“I Really, Honestly Think LeBron Is Just Talking At This Point”| Keyshawn Johnson Balks At LeBron’s Hollow Optimism About Lakers Disaster

LeBron James shared some interesting thoughts during his media availability on Monday prior to his exit interviews. He still has the desire to win another title and believes everyone came in and worked hard this season and it just didn’t work out. But he wouldn’t say the season was a failure. ESPN’s Keyshawn Johnson wasn’t buying any of LeBron’s comments, saying anytime LeBron fails to make a deep playoff run or compete for a title it’s a failure.

“I really, honestly think LeBron is just talking at this point,” Johnson said this week on “KJM.” “He knows clearly that this season was a failure.”

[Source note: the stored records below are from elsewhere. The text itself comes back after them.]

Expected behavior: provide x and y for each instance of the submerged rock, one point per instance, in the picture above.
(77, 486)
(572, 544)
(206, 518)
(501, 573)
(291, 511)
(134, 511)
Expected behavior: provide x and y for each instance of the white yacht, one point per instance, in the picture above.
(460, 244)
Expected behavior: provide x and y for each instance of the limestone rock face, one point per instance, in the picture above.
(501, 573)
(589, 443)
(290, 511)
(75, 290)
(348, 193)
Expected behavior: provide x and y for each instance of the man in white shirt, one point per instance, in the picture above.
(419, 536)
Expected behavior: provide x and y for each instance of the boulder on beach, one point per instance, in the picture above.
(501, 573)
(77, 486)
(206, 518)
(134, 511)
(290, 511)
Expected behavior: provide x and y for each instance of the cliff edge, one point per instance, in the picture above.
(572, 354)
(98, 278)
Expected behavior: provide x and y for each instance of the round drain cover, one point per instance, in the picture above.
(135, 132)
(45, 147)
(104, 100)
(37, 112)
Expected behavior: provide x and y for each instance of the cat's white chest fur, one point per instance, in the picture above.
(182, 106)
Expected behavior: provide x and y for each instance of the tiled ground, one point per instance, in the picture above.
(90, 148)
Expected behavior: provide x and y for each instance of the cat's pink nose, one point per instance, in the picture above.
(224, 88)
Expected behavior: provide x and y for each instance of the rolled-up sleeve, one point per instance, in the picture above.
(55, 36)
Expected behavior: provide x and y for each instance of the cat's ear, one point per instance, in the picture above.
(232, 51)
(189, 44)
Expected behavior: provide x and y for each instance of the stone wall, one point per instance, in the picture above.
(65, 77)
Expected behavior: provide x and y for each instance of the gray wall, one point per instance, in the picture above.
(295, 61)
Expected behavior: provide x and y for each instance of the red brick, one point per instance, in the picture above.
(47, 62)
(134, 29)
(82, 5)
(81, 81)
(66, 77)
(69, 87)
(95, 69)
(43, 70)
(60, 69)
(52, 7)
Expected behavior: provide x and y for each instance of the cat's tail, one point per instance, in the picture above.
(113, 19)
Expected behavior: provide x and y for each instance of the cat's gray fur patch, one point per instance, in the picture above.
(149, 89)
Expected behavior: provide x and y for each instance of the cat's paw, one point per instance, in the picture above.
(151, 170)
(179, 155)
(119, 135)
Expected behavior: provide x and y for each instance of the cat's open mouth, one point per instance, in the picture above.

Of course the season was a failure. The Lakers finished 33-49 and failed to make the play-in tournament. This was a team that was a preseason title contender according to Las Vegas odds. Yes, James and Anthony Davis were hurt for stretches of the season, but they couldn’t even play .500 basketball.

The roster was poorly constructed, and the fault lies with the Lakers front office and LeBron, because he signed off on these moves.

When the Lakers won the title in 2020 they were the third-ranked defense in the league. Last season they finished the regular season as the top-ranked defense. This season? They’re 21st.

They let Alex Caruso go in free agency, traded Kentavious Caldwell-Pope, Montrezl Harrell, Kyle Kuzma and last year’s first round pick for Russell Westbrook. A move that has proved disastrous.

The Lakers had a defensive identity the last two seasons and shipped out their best defenders, sans LeBron and Davis, for Westbrook, Carmelo Anthony, and a bunch of minimum salary guys?

Epic failure.

The Lakers fired head coach Frank Vogel and rumors started swirling that they would target current Toronto Raptors head coach Nick Nurse. Why would Nurse ever want to leave Toronto where he has won a title, proved his coaching chops, and has a young team of mostly homegrown talent? For who? For what?

Not for L.A., where he would be caught in a power struggle between Klutch Sports (LeBron’s representation) and the various power brokers in the Lakers front office. That’s a losing scenario.

Everyone knows what the Lakers should do. But they won’t.

Since the late Dr. Jerry Buss bought the team in 1979, the franchise ethos has been about star power. They play in L.A. (read: Hollywood), so they should always have the biggest, brightest and best stars in the NBA.

It’s a strategy that has won them 11 championships over the 43 years that the Buss family has owned the team. They’ve had some of the biggest and best.

But it’s always boom or bust with the Lakers. When it’s good, it’s good. But when it’s bad, and those superstars age out, it gets ugly. The post-Showtime era before Shaquille O’Neal and Kobe Bryant? Eight years of bad basketball. The post-Kobe’s prime years? Ten years of bad basketball.

Now here they stand. LeBron has one year left on his deal and Davis has two. The roster needs rebuilding, and they have nothing of value to use in a potential trade aside from LeBron and Davis, whom they won’t move.

Unless they get lucky and some superstar wants to sign there and they can work some serious magic on their cap and balance sheets, they are headed for another down period.